The table above is the 2 way table of counts from the Health data. To get the percentages instead we use the `format` parameter. 

```{r Health3}
#Ex9.10
tally(~ FruitConsumption + PhysAct, data = Health, margins = TRUE, format = "percent")
```

Again, visualizations will trump tables in all appropriate cases. We will create a faceted bar graph. 

```{r Health4}
#Fig9.7
gf_percents(~ FruitConsumption | PhysAct, data = Health)
```

Note: These are not equivalent bar graphs to Figure 9.7, but they still provide the same useful information. 

Now, let's get the expected counts for our Health data. 

```{r Health5}
#Ex9.11
chiSqHealth <- xchisq.test(tally(FruitConsumption ~ PhysAct, data = Health), correct = FALSE)
with(chiSqHealth, expected)
```

And our observed counts...

```{r Health6}
#Ex9.11
with(chiSqHealth, observed)
```

And finally our $\chi^2$ statistic.

```{r Health7}
#Ex9.11
chiSqHealth
```

Remember these are all possible thans to the functionality of the `xchisq.test()` function.

### Section 9.2: Goodness of fit

We will be using data of the ACT from six different states. We recreate our dataset from the counts. 

```{r ACT1}
#Ex9.13
ACT <- rbind(
  do(167) * data.frame(State = "AZ", label = 1),
  do(257) * data.frame(State = "CA", label = 2),
  do(257) * data.frame(State = "HI", label = 3),
  do(297) * data.frame(State = "IN", label = 4),
  do(107) * data.frame(State = "NV", label = 5),
  do(482) * data.frame(State = "OH", label = 6)
)
```

To get a sense of the number of participants in the study (pg 546) we can quickly do a `tally()` call on the State column. 

```{r ACT2}
#Ex9.13
tally(~ State, data = ACT, margins = TRUE)
```

We will now import the population proportions from a csv file. We will use these values to see how close our sample counts are to the population values. 
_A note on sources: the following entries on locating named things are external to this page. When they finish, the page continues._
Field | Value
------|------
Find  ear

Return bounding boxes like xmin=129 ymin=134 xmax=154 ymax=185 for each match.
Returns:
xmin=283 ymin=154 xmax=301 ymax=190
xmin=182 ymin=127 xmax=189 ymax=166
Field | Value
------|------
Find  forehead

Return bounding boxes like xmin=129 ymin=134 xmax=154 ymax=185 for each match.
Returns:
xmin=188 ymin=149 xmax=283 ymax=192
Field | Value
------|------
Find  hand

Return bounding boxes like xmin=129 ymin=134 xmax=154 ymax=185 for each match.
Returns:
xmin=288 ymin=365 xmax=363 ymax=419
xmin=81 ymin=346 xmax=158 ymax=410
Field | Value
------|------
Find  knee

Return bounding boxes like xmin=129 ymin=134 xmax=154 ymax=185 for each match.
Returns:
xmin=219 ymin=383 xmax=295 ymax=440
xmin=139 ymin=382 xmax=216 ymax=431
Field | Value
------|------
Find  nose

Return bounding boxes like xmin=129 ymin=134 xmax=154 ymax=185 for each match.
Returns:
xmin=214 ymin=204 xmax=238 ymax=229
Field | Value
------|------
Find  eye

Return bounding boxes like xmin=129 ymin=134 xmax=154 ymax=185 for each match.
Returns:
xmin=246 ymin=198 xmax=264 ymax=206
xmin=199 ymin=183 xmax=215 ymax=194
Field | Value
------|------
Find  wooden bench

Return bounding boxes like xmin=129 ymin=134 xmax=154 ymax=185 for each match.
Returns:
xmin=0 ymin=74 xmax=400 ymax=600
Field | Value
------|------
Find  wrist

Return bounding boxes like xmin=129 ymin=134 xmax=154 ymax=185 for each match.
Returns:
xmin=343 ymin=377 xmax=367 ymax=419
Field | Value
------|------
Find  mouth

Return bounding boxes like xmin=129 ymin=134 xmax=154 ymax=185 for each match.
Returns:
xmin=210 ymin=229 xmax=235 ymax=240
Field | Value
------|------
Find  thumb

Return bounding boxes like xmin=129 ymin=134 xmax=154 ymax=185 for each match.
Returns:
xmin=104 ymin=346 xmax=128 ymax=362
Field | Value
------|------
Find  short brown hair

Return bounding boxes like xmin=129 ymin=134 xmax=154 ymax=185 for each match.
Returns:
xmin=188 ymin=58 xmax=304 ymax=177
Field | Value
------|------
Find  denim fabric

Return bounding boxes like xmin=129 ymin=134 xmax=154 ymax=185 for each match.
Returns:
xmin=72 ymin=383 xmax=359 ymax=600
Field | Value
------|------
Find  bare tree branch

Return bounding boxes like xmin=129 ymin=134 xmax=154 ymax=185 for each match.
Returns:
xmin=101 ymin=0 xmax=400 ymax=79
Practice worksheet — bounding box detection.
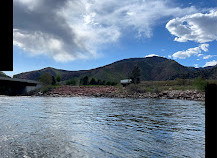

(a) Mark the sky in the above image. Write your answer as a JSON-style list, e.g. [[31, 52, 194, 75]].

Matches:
[[4, 0, 217, 76]]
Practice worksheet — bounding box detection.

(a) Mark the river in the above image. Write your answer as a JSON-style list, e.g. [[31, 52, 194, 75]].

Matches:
[[0, 96, 205, 158]]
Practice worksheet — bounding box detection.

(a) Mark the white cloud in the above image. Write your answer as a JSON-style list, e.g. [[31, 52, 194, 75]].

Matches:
[[203, 55, 213, 59], [166, 10, 217, 43], [145, 54, 159, 58], [13, 0, 197, 61], [203, 60, 217, 67], [172, 44, 209, 59]]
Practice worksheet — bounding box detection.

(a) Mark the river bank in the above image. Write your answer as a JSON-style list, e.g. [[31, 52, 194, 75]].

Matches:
[[33, 85, 205, 101]]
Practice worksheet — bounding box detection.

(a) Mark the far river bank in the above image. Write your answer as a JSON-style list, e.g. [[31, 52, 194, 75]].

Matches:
[[32, 85, 205, 101]]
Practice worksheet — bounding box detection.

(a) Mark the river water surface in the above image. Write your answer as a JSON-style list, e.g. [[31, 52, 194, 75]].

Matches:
[[0, 97, 205, 158]]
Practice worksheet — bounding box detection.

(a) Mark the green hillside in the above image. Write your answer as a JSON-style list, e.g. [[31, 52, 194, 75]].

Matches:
[[14, 56, 217, 82]]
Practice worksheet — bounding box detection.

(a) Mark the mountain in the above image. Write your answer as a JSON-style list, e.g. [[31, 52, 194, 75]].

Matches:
[[14, 56, 217, 82]]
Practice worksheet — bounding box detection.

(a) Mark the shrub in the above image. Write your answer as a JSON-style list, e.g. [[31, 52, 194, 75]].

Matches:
[[38, 73, 56, 85], [193, 77, 207, 91]]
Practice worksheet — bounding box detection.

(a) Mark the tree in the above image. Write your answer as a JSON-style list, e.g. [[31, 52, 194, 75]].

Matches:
[[56, 74, 61, 82], [66, 79, 76, 86], [130, 66, 141, 84], [82, 76, 89, 85], [89, 78, 97, 85], [38, 73, 56, 85]]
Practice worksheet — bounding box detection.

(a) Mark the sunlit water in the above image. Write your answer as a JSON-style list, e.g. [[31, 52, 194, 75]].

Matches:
[[0, 97, 205, 158]]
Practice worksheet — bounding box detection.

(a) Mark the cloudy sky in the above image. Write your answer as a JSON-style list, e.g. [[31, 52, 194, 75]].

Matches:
[[5, 0, 217, 75]]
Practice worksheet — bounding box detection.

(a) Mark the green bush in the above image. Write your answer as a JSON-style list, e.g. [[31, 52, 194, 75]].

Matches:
[[193, 78, 208, 91], [41, 85, 54, 93], [66, 79, 76, 86], [38, 73, 56, 85]]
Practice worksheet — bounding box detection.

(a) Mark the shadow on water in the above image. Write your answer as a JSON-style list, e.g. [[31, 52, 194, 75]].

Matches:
[[0, 97, 205, 157]]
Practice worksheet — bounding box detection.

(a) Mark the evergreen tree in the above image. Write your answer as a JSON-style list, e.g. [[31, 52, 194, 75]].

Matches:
[[130, 66, 141, 84], [56, 74, 61, 82], [38, 73, 56, 85], [83, 76, 89, 85]]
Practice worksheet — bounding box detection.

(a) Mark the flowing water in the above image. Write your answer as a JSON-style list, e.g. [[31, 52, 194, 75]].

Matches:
[[0, 97, 205, 158]]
```{r ACT3, message=FALSE}
#Ex9.13
ACTPopProp <- read_csv("https://nhorton.people.amherst.edu/ips9/data/chapter09/EG09-13ACT.csv")
ACTPopProp
```


We will use the same `xchisq.test()` function from before. It is important to note the new behavior we expect from the function when we provide a vector of the population proportions. The expected counts and the $\chi^2$ value will depend on this new parameter. 

```{r ACT4}
#Ex9.13
chisqACT <- xchisq.test(tally(~ State, data = ACT), p = c(0.105, .172, .164, .188, .07, .301), correct = FALSE)
```

Now that we have saved our object, we can access the expected counts and the test statistic just like before. 

```{r ACT5}
#Ex9.13
with(chisqACT, expected)
```

```{r ACT6}
#Ex9.14
chisqACT
```

Another example of a field included in the return value of the `xchisq.test()` is the `residuals` field. Let's take a look. 

```{r ACT7}
#Ex9.15
with(chisqACT, residuals)
```

And just like that, let R help you with most of the computations when you are analyzing your categorical variables.